The next detour leads from Flakensee to the Löcknitz. First we follow the river itself, which runs through deep forest and boggy lowlands for the first three kilometres. Pure nature, Berlin is suddenly very far away. Then, at Fangschleuse, theWerlsee. He is followed by theLake Peetz and the again very naturalMöllenseeall narrow waters connected by short streams. After just under eleven kilometres, we have reached the end of the navigability. A beautiful tour up here!

We moor for the evening at the public jetty in Grünheide on the eastern shore of the Werlsee (LöK-km 5.4). It's actually quite nice, albeit without service. Our tip: The restaurant "Karma am See", right on the southern shore of the neighbouring Peetzsee, has its own jetty for guest moorers - and very impressive cuisine. (LöK-km 5.8, electricity and water, 10 E flat rate, www.karma-am-see.de ).

5 Dahme waterway

We are heading south, our destination is the "Märkische Meer". But we are still almost 80 kilometres away from Scharmützelsee. First we follow theGosen Canal in theLake Seddin. At its south-western end, we meet the intersecting Spree-Oder waterway and the Dahme waterway that begins there. Continue southwards, now via the long, beautifulLake Zeuthenthat we have all to ourselves.

Once under the Berlin motorway ring road, the Neue Mühle lock awaits us at DaW-km 9.4. A little further on, we pass the Senzig pier on the southern shore of the Krüpelsee. There is space there and we moor spontaneously, even though it is only early afternoon. There's not much going on here either. It's actually a nice spot, especially from the managed terrace on the bridge, but with a mooring fee of 1.50 euros per metre, it's not exactly cheap. We pay a total of 22 euros including electricity and showers.

On the other hand, of course, the experience of mooring at the "longest inland sea bridge in Germany" to be located. The surrounding area is also to be further developed for tourism and a development plan already exists. Supply options in the nearby town. www.seebruecke-senzig.com

6 Storkow waters

FromSenzig From here we follow the Dahme waterway until kilometre 25, where the Storkow waters branch off. They lead for almost 34 kilometres toBad Saarow at the northern end of theLake Scharmützel.

Luckily, the weather continues to play along as we climb theLake Wolzig the entire deck: Because on the next section, about two kilometres east of the Kummersdorf lock at StG-km 10.3, theLowest bridge the waterway (with a clearance height of only 3.69 m at mean water level). Pay attention to the water level before passing through!

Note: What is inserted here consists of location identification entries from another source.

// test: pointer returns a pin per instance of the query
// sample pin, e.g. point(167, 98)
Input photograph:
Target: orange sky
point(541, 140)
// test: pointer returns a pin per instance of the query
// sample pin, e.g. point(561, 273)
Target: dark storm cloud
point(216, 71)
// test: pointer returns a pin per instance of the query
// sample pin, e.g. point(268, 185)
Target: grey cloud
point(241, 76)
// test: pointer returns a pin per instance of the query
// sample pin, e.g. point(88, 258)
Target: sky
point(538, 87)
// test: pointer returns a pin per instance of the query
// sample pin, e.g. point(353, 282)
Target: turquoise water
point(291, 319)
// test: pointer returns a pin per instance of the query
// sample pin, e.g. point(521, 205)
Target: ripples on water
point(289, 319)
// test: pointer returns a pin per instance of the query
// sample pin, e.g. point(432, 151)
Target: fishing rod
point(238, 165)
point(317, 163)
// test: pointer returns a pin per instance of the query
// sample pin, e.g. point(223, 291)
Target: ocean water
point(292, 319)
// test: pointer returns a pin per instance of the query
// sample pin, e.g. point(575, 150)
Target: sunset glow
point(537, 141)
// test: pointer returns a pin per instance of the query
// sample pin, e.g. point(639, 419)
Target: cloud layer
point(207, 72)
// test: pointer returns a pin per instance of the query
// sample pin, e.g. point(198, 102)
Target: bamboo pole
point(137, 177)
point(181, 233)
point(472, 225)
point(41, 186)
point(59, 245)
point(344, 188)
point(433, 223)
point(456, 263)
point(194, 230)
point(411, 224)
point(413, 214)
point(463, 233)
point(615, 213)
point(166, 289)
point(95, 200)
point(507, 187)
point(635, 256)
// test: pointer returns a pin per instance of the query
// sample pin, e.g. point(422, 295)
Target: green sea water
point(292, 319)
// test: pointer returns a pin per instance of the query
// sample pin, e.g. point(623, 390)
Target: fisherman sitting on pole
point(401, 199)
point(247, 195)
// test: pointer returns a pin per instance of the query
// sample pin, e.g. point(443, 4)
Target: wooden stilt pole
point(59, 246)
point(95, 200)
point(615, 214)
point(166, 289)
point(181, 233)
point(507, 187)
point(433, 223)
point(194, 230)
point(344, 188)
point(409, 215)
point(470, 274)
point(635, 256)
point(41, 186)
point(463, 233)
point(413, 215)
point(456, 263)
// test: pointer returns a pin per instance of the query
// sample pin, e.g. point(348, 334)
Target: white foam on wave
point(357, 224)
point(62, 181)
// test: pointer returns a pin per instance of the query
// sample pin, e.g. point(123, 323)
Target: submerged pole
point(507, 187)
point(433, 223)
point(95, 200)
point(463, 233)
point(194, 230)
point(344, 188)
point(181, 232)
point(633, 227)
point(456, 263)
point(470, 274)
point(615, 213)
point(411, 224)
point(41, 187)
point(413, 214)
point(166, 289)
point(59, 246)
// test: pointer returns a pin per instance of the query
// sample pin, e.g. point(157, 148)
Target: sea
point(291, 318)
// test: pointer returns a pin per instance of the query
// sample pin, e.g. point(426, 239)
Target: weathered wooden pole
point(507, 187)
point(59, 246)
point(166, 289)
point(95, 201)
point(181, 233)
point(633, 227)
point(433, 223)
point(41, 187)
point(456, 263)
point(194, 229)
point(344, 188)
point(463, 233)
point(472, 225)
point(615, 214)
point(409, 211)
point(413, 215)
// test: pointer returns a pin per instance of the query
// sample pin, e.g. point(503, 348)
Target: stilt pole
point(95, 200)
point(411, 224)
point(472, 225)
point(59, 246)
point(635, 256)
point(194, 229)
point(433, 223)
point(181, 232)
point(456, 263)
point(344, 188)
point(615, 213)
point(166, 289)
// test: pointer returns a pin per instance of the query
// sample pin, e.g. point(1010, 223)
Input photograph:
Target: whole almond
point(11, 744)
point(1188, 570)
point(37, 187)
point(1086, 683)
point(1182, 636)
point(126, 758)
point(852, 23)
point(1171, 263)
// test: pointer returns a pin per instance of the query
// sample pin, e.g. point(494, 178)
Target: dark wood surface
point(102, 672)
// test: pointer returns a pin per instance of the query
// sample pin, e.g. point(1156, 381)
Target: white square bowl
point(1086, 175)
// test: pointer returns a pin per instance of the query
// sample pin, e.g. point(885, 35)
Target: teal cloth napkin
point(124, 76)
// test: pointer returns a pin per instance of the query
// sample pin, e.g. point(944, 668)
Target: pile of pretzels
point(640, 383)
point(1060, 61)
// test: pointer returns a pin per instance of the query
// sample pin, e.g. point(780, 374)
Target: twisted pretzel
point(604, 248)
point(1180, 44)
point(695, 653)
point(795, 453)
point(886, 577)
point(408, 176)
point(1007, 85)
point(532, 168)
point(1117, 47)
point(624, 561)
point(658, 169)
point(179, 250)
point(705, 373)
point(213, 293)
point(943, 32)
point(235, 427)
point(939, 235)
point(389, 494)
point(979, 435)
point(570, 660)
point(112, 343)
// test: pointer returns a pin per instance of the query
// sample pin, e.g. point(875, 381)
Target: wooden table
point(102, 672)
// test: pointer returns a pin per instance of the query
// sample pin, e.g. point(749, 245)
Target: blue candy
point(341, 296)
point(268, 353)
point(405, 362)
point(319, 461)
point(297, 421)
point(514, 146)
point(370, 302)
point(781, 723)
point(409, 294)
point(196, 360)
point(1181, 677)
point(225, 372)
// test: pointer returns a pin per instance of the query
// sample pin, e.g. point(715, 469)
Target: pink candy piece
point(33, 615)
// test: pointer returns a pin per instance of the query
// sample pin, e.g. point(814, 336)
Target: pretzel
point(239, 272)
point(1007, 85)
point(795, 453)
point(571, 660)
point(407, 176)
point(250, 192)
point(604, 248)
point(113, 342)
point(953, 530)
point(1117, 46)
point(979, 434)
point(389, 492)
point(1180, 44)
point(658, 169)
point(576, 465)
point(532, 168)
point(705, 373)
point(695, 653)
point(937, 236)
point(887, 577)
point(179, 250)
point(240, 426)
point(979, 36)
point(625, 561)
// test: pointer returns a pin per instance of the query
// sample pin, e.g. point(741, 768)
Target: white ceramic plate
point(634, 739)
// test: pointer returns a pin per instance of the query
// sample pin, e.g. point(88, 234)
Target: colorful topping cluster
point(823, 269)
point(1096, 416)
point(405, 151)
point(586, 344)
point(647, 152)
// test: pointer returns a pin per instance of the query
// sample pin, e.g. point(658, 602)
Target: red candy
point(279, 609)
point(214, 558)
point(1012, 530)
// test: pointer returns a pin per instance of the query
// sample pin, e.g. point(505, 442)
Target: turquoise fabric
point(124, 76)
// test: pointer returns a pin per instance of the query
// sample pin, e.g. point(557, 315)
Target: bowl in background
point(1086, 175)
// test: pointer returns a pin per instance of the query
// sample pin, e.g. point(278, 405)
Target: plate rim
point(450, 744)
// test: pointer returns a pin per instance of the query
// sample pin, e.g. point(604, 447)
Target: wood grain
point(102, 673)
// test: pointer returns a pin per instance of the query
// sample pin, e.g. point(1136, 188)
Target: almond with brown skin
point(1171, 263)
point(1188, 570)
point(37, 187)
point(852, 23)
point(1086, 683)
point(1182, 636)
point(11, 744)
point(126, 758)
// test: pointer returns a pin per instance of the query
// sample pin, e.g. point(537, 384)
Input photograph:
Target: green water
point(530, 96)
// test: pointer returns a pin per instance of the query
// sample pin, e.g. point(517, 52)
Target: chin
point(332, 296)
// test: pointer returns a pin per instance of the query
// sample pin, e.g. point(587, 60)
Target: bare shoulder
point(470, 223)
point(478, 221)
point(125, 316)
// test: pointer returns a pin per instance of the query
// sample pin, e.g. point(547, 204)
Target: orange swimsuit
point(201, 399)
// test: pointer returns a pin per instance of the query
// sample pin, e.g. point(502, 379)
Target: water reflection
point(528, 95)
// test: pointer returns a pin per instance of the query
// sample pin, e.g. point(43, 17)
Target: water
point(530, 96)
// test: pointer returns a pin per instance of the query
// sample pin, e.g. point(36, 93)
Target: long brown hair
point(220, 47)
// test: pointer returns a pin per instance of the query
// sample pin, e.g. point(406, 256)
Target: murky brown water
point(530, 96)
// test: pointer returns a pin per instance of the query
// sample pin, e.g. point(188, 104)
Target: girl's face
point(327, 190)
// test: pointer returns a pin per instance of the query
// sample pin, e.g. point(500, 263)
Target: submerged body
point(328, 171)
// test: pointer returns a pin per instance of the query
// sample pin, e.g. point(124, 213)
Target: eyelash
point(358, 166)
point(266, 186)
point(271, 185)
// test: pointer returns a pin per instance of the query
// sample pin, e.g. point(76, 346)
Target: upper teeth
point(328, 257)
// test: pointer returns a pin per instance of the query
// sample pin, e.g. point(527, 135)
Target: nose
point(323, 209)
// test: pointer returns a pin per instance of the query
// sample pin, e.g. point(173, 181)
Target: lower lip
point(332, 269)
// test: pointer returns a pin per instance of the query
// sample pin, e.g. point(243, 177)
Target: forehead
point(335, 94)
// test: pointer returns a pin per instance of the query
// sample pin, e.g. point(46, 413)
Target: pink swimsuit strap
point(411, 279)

We have to pass through locks twice more on this day, first inStorkow (self-service, also at the following bascule bridge), then inWendisch Rietz. Just behind the exit onto the Scharmützelsee is the cut-through to the basin of theMarina Wendisch RietzVisitors go alongside at the fixed guest jetty. The harbour is part of an extensive complex withScandinavian holiday homeswith a high recreational factor directly on the lake (StG-km 23.1, 1 E/m, electricity included, shower: 1 E. www.ring-yachtcharter.de ).

Around ten kilometres remain to Bad Saarow; across the whipped-up Scharmützelsee - despite the bright blue sky. Sailors are hard upwind. The "Märkisches Meer" really lives up to its nickname! We stop at the jetty of theBad Saarow Marina The pitches are moored at the open-air theatre and are very quiet (1 €/m, electricity: 1.5 € p.p., visitor's tax also 1.5 € p.p.; shower: 1 €. www2.bad-saarow.de/shipping ).

Arrived! The only thing left to do for the remaining two days is the return journey to Berlin. So we enjoy the sun on deck and clink glasses: It's 3 October, theDay of German Unity - and without him we wouldn't be here now.